Although the ACARS service had been disabled on MH370, investigators still found an ingenious way to narrow the search field with it. ACARS relays information back to earth using a satellite link, which hadn't been turned off. It was still telling the satellite, "Hey, I'm here." So scientists used that periodic "handshake" to get a rough picture of MH370's trajectory.

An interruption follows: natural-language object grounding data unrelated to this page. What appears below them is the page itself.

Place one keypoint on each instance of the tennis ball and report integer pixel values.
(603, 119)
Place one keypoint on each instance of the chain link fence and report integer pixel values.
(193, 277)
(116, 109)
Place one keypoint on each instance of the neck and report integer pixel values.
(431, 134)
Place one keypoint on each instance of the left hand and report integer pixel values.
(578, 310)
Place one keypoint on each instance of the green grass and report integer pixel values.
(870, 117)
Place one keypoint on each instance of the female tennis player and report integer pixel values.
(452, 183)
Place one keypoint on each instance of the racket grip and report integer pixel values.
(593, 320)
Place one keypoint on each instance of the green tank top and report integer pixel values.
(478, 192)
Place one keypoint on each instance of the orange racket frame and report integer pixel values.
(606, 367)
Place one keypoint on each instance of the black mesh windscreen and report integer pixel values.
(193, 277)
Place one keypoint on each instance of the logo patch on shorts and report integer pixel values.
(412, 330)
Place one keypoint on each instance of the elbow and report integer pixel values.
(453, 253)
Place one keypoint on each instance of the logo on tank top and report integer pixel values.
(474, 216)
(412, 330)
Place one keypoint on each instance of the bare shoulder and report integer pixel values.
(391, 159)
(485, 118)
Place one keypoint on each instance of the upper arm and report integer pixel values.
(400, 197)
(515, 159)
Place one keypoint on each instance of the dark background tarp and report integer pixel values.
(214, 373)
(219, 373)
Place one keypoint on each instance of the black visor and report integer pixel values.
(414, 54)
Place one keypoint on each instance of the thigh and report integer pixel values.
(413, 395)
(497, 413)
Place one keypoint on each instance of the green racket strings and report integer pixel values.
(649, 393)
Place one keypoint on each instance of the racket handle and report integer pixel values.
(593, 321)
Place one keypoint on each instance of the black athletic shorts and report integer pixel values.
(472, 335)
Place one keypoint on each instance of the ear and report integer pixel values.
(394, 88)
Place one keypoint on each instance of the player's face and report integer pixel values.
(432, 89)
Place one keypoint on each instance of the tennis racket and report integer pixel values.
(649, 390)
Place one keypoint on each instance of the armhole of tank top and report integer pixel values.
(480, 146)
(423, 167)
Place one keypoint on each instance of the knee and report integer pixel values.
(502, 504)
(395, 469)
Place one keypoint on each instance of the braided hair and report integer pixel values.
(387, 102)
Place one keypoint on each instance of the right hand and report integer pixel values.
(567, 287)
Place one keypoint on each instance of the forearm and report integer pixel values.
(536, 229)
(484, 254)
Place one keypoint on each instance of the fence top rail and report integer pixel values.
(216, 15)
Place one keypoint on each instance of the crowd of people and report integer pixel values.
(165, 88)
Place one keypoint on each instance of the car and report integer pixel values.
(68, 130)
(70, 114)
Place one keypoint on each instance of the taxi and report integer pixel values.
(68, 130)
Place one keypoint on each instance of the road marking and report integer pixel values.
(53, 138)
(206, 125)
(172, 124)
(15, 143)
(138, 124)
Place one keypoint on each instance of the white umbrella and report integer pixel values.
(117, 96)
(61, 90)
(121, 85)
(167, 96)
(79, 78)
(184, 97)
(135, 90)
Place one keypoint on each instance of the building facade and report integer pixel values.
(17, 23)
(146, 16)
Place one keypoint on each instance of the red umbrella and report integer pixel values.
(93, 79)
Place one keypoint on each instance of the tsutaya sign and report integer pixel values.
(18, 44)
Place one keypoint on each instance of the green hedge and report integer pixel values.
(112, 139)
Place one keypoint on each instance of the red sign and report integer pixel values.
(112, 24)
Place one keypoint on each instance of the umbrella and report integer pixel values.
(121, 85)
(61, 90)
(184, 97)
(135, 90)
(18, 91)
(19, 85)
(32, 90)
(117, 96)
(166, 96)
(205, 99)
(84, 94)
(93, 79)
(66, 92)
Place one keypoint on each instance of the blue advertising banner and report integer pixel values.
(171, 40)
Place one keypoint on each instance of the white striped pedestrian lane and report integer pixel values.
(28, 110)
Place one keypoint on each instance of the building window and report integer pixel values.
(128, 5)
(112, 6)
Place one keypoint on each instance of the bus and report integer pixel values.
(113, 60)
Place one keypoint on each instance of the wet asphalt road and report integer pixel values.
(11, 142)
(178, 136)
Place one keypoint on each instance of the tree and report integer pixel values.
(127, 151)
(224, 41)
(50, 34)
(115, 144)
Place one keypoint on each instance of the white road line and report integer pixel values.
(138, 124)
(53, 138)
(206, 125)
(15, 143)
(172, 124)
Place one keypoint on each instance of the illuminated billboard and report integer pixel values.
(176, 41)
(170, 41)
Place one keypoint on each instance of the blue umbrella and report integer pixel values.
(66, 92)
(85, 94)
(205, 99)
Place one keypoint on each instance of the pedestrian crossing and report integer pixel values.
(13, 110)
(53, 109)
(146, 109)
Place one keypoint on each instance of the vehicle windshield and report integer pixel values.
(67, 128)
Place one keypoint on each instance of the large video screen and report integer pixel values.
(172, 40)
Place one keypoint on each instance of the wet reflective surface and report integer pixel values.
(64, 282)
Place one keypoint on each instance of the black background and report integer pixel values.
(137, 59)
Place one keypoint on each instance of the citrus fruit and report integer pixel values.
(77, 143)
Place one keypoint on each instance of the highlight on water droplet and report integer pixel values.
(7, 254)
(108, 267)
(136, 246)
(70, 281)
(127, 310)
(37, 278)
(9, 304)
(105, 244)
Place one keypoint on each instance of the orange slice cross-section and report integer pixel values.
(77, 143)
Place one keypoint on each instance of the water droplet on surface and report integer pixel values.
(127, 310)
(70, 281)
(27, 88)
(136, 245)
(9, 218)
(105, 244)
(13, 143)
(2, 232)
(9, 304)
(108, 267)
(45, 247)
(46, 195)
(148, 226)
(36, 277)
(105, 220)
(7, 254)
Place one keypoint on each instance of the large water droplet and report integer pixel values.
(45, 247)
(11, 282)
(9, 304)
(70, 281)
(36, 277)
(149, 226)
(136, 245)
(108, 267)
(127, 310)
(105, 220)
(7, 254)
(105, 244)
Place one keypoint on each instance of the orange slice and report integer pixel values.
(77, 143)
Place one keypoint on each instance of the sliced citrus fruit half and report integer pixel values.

An airplane's "black box" is often the best means of finding out what really went wrong. These flight recorders have historically been rather easy to find (more on that in a bit), but the MH370 disappearance prompted calls for better ones. There are definite limits to these devices; the ultrasonic ping it sends out can only travel a few miles underwater, and once the battery is dead, you can forget about finding it. Folks have suggested upgrading flight recorders with GPS devices, but as anyone who's used a smartphone indoors knows, obstructions that prevent you from getting a clear line of sight to a satellite can easily frustrate these chips.
Speaking of cellphones…
Experts generally agree that cellphones aren't a reliable way of getting a plane's location, for the same reasons just mentioned. Wireless location tends to work only when you have cell service, meaning you have to be close enough to a tower on the ground to get it. Even then, say network architects, passengers are likely flying too fast to get a good fix. Europe is beginning to open up the skies to mobile data, which means cellphones may soon get service even when they're not close to the ground. But it's unclear what that means for location data — and besides, it's up to individual airlines to decide whether to even offer the service.
Drones and microphones
When all else fails and it's time to find the black box, investigators turn to a decidedly old-school technique: Hunting by hand. Over the years, the tech we use to locate flight recorders has gotten more advanced. We're now using underwater drones and microphones we tow along the sea floor. The Navy's TPL-25 listening device can cover 150 square miles of ocean per day, listening for a flight recorder's ultrasonic ping. In the case of Air Asia QZ8501, this'll be an easier task as the waters there are more shallow (and the search radius smaller) than the patch of ocean where MH 370 is thought to have crashed. But when it comes down to it, we're still relying on our most basic senses — sight and sound — to recover a memory device the size of a breadbox.